Thank you very much for your help! But I am still not sure if we are talking about the same thing. What I am thinking is a kernel learning setting. Let's say we have a GP model with RBF kernel, and we have hyperparameters "signal variance" and "length scale", let us lump them together and call it z. So basically my GP model is composed of the following: A kernel function: z->K(z)(), a GP: f~GP(0, K(z)(x)) (let us only consider zero mean), and a likelihood y~p(y|f). The inference I want to do is to approximate the posterior of hyperparameters p(z|x,y). The motivation is that it makes more sence to use the hyperparameter as a "representation" of the data since it captures the structure of the data and can be intepretable. So here my objective is minimize KL(q(z)||p(z|x,y)). The difficulty here is that when optimizing the corresponding ELBO we need to calculate the gradient of p((x,y),z), which is an integral over hidden variable f, and is intractable unless our likelihood is Gaussian. But I think we may still have a chance to have a good MCMC estimator for this integral. In your current implementation, for example in vgp.py, the guide is a distribution q(f), so I am not sure if it does the same thing I described. Of course whether what I described is useful or not is debatable, but I think learn a varitaional distribution q(z) rather than q(f) could be useful, say quantify uncertainty of hyperparameters and enable more robust comparison between data.

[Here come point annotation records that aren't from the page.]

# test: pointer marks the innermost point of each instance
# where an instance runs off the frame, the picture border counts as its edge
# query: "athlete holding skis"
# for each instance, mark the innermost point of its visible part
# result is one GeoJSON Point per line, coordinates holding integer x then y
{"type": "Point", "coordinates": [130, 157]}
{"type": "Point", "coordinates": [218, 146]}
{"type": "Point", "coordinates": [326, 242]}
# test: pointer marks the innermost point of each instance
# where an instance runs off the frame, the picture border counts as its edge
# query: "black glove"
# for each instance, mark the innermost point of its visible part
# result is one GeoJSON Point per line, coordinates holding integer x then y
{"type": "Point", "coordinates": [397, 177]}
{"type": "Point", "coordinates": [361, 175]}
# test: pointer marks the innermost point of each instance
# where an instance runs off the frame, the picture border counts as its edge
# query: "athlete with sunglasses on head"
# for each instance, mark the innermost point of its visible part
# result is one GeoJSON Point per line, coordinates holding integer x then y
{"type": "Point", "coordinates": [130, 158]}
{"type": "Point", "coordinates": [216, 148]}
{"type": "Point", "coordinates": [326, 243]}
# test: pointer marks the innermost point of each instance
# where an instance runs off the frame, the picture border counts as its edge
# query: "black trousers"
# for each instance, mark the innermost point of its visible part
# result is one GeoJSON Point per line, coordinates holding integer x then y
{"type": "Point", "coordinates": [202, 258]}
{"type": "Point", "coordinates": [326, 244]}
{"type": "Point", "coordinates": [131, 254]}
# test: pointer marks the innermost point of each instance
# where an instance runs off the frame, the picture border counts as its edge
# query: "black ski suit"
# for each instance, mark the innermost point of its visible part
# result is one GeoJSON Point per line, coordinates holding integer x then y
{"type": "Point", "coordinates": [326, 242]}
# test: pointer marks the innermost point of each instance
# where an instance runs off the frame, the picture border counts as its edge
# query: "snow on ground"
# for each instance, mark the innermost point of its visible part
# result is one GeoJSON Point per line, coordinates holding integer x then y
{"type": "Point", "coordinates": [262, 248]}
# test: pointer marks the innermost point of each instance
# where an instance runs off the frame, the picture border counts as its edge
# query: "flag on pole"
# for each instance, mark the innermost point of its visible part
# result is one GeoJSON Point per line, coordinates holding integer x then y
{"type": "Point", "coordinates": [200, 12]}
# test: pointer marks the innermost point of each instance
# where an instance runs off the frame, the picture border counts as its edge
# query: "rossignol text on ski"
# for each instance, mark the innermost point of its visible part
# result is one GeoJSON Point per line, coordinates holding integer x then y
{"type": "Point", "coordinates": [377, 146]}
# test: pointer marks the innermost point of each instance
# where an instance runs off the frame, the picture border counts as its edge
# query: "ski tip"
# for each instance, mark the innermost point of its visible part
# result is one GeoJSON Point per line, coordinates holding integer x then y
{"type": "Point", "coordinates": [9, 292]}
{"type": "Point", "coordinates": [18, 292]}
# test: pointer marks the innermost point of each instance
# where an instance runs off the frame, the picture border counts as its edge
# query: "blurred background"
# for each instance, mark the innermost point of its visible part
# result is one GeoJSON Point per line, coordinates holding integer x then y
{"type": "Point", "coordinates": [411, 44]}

I also could not find something simliar to what I described in the literature. I guess most automatic differentiation variational inference assume that you can easily evaluate p(x,z) while here in order to evaluate it you probably need to calculate an intractable intergral. In any case I am just puting it here to stimulate discussion in case it is useful.
In any case thanks again for the implementation of GP it is really helpful!